# Gorton or Creton Recipe



## pcgirl54 (Dec 3, 2006)

DH Memere used to make this pork pate. My MIL made it but it was too dry and she would never release the recipe to her children. I know my FIL who was French Canadian  used to make westerns with it and used it as a spread on toast. My husband is looking for a recipe just like Memere's. I do not care for it but he loves it.

Thanks so much.


----------



## MULTIZ321 (Dec 3, 2006)

Pcgirl54,

Here is Emeril Lagasse's Creton Recipe http://www.recipezaar.com/17992

and another Creton recipe

and a traditional Christmas Cretons recipe from Quebec

and an interesting Chowhound thread on Cretons and a recipe if you scroll down 


Richard


----------



## grest (Dec 4, 2006)

Yum!  We had creton regularly when I was a kid, and in fact my mom still makes it all the time...but she can't seem to write down a recipe...she goes by taste and instinct, and it always works.  I'll be back home in Maine for Christmas...will try to figure it out.  Meanwhile, if you are in Lewiston, ME sometime, there is a privately owned grocery store called Bourque's Market, known for its great meats...they make creton, delicious creton, every week, both in the pork and turkey variety...I never heard of people ordering and getting it by mail, but it might be worth a shot..
Connie


----------



## DianeG (Dec 4, 2006)

*Creton*

Creton is not creton if you don't add cloves... creton shouldn't never be made bland.

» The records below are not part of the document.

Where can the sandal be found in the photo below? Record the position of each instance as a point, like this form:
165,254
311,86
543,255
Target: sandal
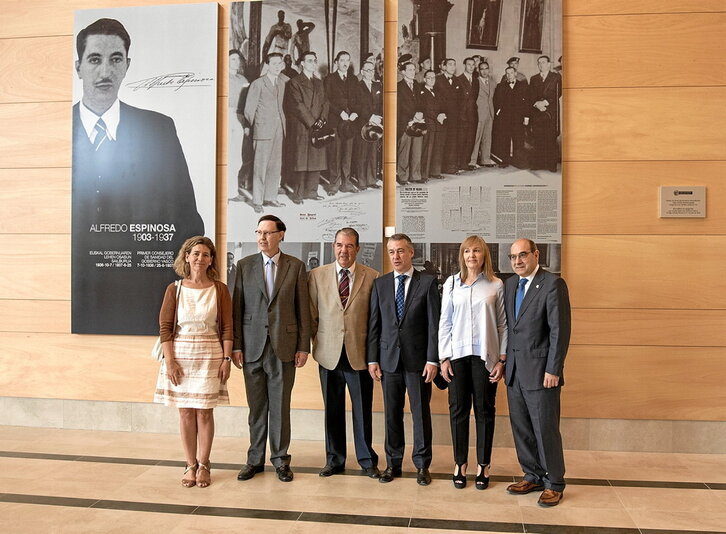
459,479
482,477
204,483
186,482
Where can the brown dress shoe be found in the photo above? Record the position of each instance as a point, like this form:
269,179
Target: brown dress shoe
550,498
523,487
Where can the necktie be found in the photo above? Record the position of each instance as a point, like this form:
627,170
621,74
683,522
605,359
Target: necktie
101,134
519,297
270,277
400,295
344,287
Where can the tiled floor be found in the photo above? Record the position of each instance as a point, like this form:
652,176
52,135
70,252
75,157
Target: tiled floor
94,481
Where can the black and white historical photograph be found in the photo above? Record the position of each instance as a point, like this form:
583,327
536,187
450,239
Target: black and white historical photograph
144,149
479,126
305,115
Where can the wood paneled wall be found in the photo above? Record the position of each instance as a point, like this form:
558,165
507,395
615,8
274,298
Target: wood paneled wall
645,87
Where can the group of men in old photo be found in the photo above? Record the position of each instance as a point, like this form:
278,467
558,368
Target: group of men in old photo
449,124
362,328
305,128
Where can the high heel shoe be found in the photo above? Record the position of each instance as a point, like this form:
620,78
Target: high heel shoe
458,478
204,482
188,483
482,477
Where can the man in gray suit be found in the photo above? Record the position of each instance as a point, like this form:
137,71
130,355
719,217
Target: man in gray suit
538,321
263,110
271,338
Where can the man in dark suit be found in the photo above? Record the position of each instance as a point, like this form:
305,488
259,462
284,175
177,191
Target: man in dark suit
403,354
545,90
448,90
409,112
263,111
368,105
340,294
469,83
510,118
131,192
271,339
306,108
340,92
433,147
538,321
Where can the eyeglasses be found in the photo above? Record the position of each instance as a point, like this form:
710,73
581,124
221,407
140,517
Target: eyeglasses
260,233
519,256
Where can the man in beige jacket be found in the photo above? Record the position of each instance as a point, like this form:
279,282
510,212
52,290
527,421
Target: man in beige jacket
339,300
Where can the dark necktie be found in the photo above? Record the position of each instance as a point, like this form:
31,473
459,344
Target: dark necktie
400,295
519,297
101,134
344,287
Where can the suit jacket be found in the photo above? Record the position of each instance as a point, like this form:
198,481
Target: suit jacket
331,324
340,96
549,89
538,339
485,100
408,105
304,103
140,178
285,317
413,340
263,109
467,97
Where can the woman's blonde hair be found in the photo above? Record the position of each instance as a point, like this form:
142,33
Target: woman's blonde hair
470,242
181,267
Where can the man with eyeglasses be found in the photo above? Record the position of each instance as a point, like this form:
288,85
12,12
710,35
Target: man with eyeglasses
538,321
271,339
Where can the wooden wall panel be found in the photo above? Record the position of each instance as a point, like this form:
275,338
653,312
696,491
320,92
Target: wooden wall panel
39,267
669,50
35,135
35,201
645,383
627,327
646,272
614,188
672,123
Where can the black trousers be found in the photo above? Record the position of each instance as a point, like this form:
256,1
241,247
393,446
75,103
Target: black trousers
395,386
360,387
470,386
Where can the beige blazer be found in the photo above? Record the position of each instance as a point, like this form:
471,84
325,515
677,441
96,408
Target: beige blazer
331,324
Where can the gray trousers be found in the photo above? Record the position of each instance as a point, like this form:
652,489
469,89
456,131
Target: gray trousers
535,418
268,384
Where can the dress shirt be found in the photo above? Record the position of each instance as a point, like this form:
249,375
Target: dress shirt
111,117
473,320
529,280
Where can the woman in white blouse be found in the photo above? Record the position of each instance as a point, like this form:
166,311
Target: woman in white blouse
472,350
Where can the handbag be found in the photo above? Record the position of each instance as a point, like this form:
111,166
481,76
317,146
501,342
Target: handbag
157,353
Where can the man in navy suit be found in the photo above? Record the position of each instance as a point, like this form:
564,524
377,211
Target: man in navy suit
403,354
131,191
538,321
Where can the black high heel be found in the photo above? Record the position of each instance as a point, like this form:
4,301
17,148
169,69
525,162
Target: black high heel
481,480
458,479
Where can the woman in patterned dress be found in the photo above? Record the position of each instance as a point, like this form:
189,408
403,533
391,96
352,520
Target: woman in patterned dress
196,335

My mother has been experimenting with various meat versions. Personally, I really can't tell the difference much when the pork is blended either with veal or turkey. The key is still to marble the creton with enough fat and to season it with enough onion, bit of garlic, bit of salt, more pepper, dash of cloves and bit of cinnamon. Sage is also nice in creton.

My local butcher carries an all-lamb version of creton that is now my absolute favorite. However, my hubby prefers the more traditional pork versions, which is quite funny because he's a Prairie-boy of Icelandic descent. He's been living in Quebec long enough now to merrit the title of 'Anglo-Québecois'   He likes his creton on 'brown' (wholewheat) toast, on the side with beans. If we go out for breakfast locally and doesn't get either with the usual bacon & eggs, he feels seriously cheated


----------



## pcgirl54 (Dec 4, 2006)

Thanks so much. Nice to know there are versions of this. Keep those posts coming.
 My FIL parents were from an area south of Montreal. Both his parents were from large farm families of 17-18 children. Creton was his mother's special recipe. None of them sadly are no longer with us.


----------